What’s more, private equity posted a negative return, -4.3%, in the third quarter of 2011, after nine quarters in positive territory, according to a report released last week by Cambridge Associates, Boston. The return for the year ended Sept. 30 was 13.8%, Cambridge reported. In addition, private equity funds distributed $18 billion in the third quarter, down 22.4% from the previous quarter, the research firm stated.
Interestingly, the additional rules and regulations that came out of the financial crisis have been a boon for managers that invest on the secondary market, largely because financial institutions have had to jettison investment management businesses and assets in advance of the rules.
“The rules on financial institutions, Basel III, Dodd-Frank, have had a big impact. There are a lot of sellers out there who would not otherwise have sold,” said Stephen Can, managing director and global head at CS Strategic Partners, New York, Credit Suisse’s private equity arm that invests on the secondary market.
Financial institutions “need to reduce their book of illiquid assets to make them more compliant with the new rules,” he added.
Meanwhile, the SEC’s investigation into private equity valuations might prove to be a positive development for investors by requiring managers to provide better transparency and compliance as well as uniform reporting and valuation practices, Cliffwater’s Mr. Lynch said.

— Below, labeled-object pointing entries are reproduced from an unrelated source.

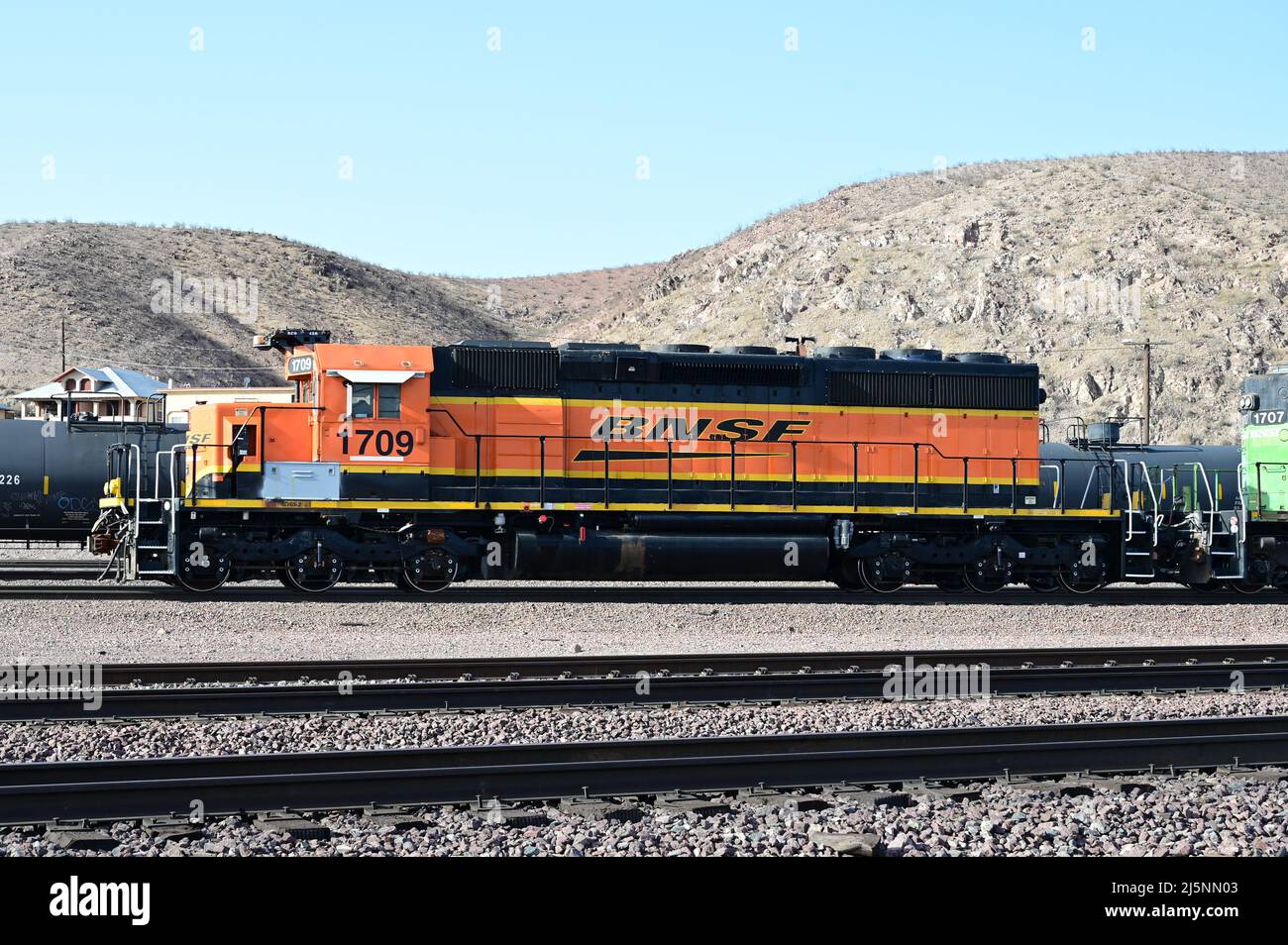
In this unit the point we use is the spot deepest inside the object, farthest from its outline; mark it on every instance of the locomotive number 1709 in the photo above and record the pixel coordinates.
(377, 442)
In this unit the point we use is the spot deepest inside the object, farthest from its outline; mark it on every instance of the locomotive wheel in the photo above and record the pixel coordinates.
(875, 584)
(308, 575)
(198, 579)
(1074, 584)
(986, 583)
(420, 575)
(849, 578)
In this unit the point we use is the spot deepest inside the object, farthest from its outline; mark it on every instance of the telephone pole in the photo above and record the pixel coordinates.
(800, 343)
(1147, 345)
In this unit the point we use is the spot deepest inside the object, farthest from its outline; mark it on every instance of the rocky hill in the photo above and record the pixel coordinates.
(184, 303)
(1060, 262)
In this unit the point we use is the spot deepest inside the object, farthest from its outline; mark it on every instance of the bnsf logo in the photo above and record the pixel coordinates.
(678, 428)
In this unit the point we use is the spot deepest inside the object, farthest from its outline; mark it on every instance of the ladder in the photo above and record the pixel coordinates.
(1223, 529)
(1140, 525)
(153, 540)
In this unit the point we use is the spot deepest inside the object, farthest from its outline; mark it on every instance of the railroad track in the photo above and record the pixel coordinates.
(609, 593)
(132, 789)
(473, 685)
(660, 665)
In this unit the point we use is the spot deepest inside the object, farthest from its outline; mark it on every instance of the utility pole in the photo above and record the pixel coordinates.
(800, 343)
(1147, 345)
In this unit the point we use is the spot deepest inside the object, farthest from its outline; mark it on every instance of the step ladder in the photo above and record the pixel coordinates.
(154, 536)
(1224, 531)
(1140, 525)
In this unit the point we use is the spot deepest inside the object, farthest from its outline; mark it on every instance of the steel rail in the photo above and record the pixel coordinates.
(130, 789)
(730, 595)
(631, 690)
(661, 665)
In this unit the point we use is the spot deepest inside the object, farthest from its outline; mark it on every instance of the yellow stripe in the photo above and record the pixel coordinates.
(648, 507)
(554, 472)
(732, 407)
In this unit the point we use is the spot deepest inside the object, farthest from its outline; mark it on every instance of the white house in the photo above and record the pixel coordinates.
(99, 391)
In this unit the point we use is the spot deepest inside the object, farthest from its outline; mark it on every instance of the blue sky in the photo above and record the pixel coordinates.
(526, 158)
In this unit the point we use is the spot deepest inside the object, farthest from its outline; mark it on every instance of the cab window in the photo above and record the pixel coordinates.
(361, 398)
(389, 400)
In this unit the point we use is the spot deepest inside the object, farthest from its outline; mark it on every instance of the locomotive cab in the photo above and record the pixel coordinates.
(360, 409)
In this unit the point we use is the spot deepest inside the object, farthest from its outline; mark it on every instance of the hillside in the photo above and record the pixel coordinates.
(1056, 262)
(1059, 262)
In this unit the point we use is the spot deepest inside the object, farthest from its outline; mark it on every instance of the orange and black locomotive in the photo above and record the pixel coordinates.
(421, 467)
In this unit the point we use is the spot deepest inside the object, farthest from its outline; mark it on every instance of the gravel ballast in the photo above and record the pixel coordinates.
(1189, 815)
(147, 628)
(165, 738)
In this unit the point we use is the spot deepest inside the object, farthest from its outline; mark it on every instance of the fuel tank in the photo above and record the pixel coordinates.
(649, 557)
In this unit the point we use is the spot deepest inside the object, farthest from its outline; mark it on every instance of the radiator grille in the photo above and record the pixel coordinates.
(506, 368)
(728, 372)
(952, 391)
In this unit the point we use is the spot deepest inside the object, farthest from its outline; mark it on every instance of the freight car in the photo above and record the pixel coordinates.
(421, 467)
(52, 472)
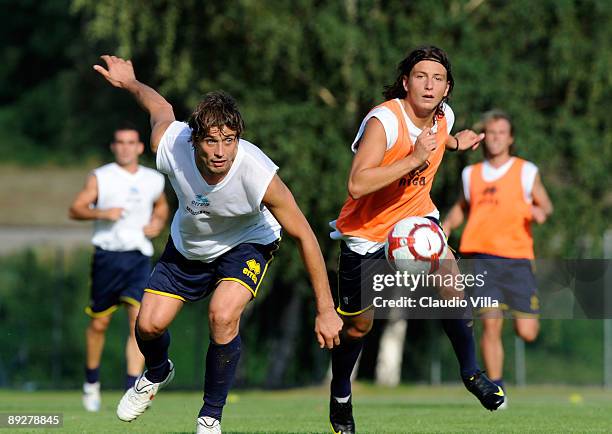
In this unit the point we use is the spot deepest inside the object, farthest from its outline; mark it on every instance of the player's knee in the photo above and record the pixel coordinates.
(528, 334)
(99, 325)
(492, 331)
(148, 329)
(221, 319)
(358, 329)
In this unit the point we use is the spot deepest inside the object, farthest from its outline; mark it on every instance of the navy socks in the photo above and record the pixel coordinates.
(155, 352)
(221, 363)
(92, 375)
(460, 333)
(344, 358)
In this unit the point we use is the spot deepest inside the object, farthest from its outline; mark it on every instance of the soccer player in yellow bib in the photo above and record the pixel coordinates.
(501, 196)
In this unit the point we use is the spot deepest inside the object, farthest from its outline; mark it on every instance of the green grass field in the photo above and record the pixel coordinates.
(405, 409)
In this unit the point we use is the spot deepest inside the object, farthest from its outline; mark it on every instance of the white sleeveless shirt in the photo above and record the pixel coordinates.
(135, 193)
(212, 219)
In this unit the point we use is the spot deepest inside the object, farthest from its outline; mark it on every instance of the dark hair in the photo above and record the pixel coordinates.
(494, 115)
(126, 126)
(217, 109)
(426, 52)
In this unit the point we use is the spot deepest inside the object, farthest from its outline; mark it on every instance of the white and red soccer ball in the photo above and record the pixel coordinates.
(416, 245)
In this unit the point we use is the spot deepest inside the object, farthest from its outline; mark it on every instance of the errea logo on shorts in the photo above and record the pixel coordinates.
(253, 270)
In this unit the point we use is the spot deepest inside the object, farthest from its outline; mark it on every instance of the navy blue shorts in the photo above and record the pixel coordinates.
(509, 281)
(116, 277)
(188, 280)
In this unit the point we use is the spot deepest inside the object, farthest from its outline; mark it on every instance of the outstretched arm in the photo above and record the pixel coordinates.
(159, 216)
(82, 206)
(279, 200)
(120, 73)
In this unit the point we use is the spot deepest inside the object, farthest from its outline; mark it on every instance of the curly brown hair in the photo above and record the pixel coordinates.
(217, 109)
(427, 52)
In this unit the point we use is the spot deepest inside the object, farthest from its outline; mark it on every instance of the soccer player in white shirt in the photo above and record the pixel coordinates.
(232, 206)
(128, 205)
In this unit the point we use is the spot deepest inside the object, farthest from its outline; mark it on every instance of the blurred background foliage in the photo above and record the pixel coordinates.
(304, 72)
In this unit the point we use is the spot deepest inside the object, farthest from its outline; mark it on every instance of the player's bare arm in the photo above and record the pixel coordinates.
(456, 215)
(464, 140)
(120, 73)
(542, 205)
(159, 216)
(82, 209)
(279, 200)
(367, 176)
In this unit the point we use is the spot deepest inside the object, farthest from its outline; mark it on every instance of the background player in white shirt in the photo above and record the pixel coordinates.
(128, 205)
(232, 205)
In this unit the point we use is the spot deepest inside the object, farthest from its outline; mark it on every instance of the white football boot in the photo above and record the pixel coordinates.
(140, 396)
(208, 425)
(91, 396)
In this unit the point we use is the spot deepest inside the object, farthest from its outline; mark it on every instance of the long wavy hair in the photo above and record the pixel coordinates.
(426, 52)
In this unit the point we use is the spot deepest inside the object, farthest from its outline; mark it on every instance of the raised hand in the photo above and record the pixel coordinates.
(327, 328)
(120, 72)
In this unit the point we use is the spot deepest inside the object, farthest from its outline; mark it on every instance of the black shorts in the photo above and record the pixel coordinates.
(191, 280)
(509, 281)
(355, 270)
(116, 277)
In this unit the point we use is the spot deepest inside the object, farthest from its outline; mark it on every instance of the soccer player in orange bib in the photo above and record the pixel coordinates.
(502, 196)
(398, 149)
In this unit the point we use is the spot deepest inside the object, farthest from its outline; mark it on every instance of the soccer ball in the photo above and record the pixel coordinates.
(415, 245)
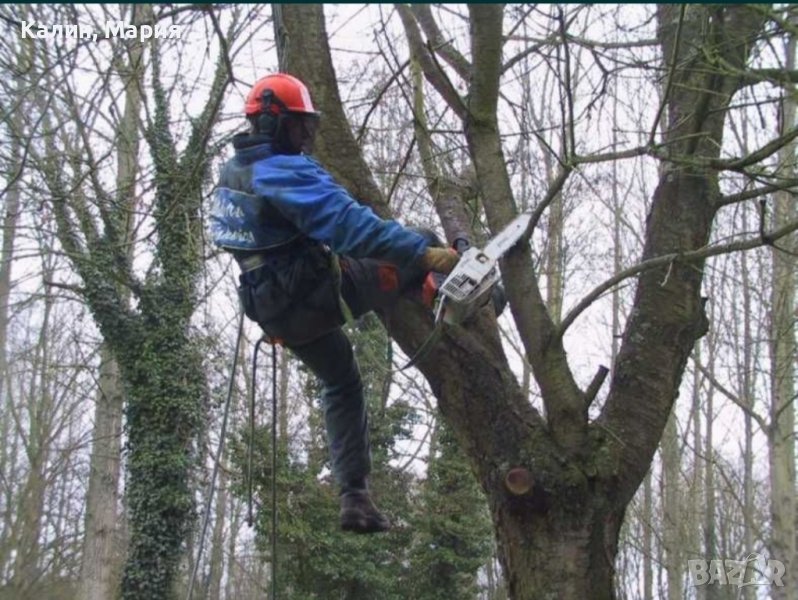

In the past, the SEC was more focused on protecting individuals rather than “sophisticated investors” such as pension plans, endowments and foundations, Mr. McCune said. “It would not surprise me if the SEC tried to put more explicit regulations on the presentation of valuation to institutional investors.”
Espen Robak, president of alternative investment valuation firm Pluris Valuation Advisors LLC, New York, said private equity firms could follow in hedge funds’ footsteps. After the SEC started shining its spotlight on hedge funds, many firms began hiring outside valuators to ensure impartiality of the data they were providing investors.